オリーブオイルには、ポリフェノールの他にも、ビタミンE、ビタミンC、カロテノイドといった強い抗酸化物質がたくさん含まれているので、動脈硬化の予防には最適な健康食品です。
ヨーロッパとオリーブオイルと言えば、健康ブームの火付け役となった「地中海食」で有名です。「地中海式ダイエット」と表現することも多いですね。

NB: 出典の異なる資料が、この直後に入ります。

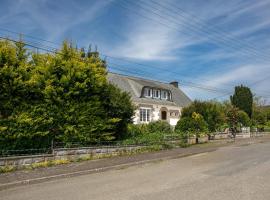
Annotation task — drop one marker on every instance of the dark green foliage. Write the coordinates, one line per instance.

「地中海食」とは、地中海沿岸地方(特に南イタリア)の伝統食のことです。
地中海沿岸の家庭料理では、毎日の食卓で、オリーブオイル料理がならびます。
オリーブオイルの使い方としては、サラダやピザ、パンにつけるのは勿論のこと、日本では珍しいトマトのオリーブオイル焼き(トマトを二等分にカットして、EXVオリーブオイルでニンニクのみじん切りと一緒にフライパンでステーキのように焼く料理)なんかもあります。
何とも新しい発想だが、意外とうまそうだな。
実は、EXVオリーブオイルは、炒め物の料理でも使うことができるのです。
日本では、まだまだEXVオリーブオイルは高級調味料なので、なかなか揚げ物に使うのは勇気がいりますが、イタリアでは当たり前に使われているようです。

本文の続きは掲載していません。